The function g is defined by \(\mathrm{g(t) = \frac{5}{4}(t - 3)}\). For what value of t is \(\mathrm{g(t)}\) equal to...

1. TRANSLATE the problem information

• Given information:
  • Function definition: \(\mathrm{g(t) = \frac{5}{4}(t - 3)}\)
  • We need \(\mathrm{g(t) = 10}\)
• What this tells us: We need to set up an equation where the function output equals 10

2. TRANSLATE the question into a mathematical equation

• The question "For what value of t is g(t) equal to 10?" becomes:
  \(\mathrm{g(t) = 10}\)
• Substituting our function: \(\mathrm{\frac{5}{4}(t - 3) = 10}\)
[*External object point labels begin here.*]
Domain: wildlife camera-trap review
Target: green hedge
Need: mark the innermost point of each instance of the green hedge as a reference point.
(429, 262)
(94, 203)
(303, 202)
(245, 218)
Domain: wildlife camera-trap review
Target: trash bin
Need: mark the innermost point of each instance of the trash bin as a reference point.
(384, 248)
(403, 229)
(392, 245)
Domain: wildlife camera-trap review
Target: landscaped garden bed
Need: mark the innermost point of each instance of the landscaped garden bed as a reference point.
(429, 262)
3. SIMPLIFY by isolating the (t - 3) term

• Multiply both sides by 4/5 (the reciprocal of 5/4):
  \(\mathrm{\frac{4}{5} \times [\frac{5}{4}(t - 3)] = 10 \times \frac{4}{5}}\)
• This gives us: \(\mathrm{t - 3 = 8}\)

4. SIMPLIFY by solving for t

• Add 3 to both sides: \(\mathrm{t = 8 + 3 = 11}\)

5. Verify the answer

• Check:
  \(\mathrm{g(11) = \frac{5}{4}(11 - 3)}\)
  \(\mathrm{= \frac{5}{4}(8)}\)
  \(\mathrm{= 10}\) ✓

Answer: C) 11

Why Students Usually Falter on This Problem

Most Common Error Path:

Weak TRANSLATE skill: Students may misinterpret the function notation or set up the wrong equation. Some students might try to substitute the answer choices back into the original function rather than setting \(\mathrm{g(t) = 10}\) first. Others might confuse the setup and write something like "\(\mathrm{t = \frac{5}{4}(10 - 3)}\)" instead of "\(\mathrm{\frac{5}{4}(t - 3) = 10}\)."
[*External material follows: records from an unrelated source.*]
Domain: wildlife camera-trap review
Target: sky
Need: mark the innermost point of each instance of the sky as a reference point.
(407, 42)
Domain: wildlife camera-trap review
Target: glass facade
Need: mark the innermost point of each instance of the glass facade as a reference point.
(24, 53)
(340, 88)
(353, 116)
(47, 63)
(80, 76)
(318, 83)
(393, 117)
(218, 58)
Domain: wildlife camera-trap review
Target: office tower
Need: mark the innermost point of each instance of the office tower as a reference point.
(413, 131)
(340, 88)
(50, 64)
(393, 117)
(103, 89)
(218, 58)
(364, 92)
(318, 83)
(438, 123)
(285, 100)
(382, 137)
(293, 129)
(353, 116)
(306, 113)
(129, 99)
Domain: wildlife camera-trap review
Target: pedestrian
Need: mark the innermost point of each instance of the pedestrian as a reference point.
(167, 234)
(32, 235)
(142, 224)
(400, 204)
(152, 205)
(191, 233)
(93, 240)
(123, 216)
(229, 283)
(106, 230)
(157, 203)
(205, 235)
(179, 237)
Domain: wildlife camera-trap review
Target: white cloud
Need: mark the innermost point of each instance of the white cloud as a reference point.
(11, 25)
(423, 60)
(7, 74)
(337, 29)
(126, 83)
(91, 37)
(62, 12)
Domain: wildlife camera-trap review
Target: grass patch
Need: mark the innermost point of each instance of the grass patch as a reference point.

This leads to confusion and random guessing among the answer choices.

Second Most Common Error:

Poor SIMPLIFY execution: Students correctly set up \(\mathrm{\frac{5}{4}(t - 3) = 10}\) but make arithmetic errors when multiplying by the reciprocal. A common mistake is calculating \(\mathrm{10 \times \frac{4}{5}}\) incorrectly, perhaps getting \(\mathrm{10 \times 4 \div 5 = 40 \div 5 = 8}\) wrong, or forgetting to add 3 at the end.

This may lead them to select Choice A (5) if they get \(\mathrm{t - 3 = 2}\), or other incorrect choices based on their calculation errors.

The Bottom Line:

This problem tests whether students can translate a function equation setup and execute multi-step algebraic manipulation accurately. The key insight is recognizing that "g(t) equals 10" means you substitute the function expression for g(t) and set it equal to 10.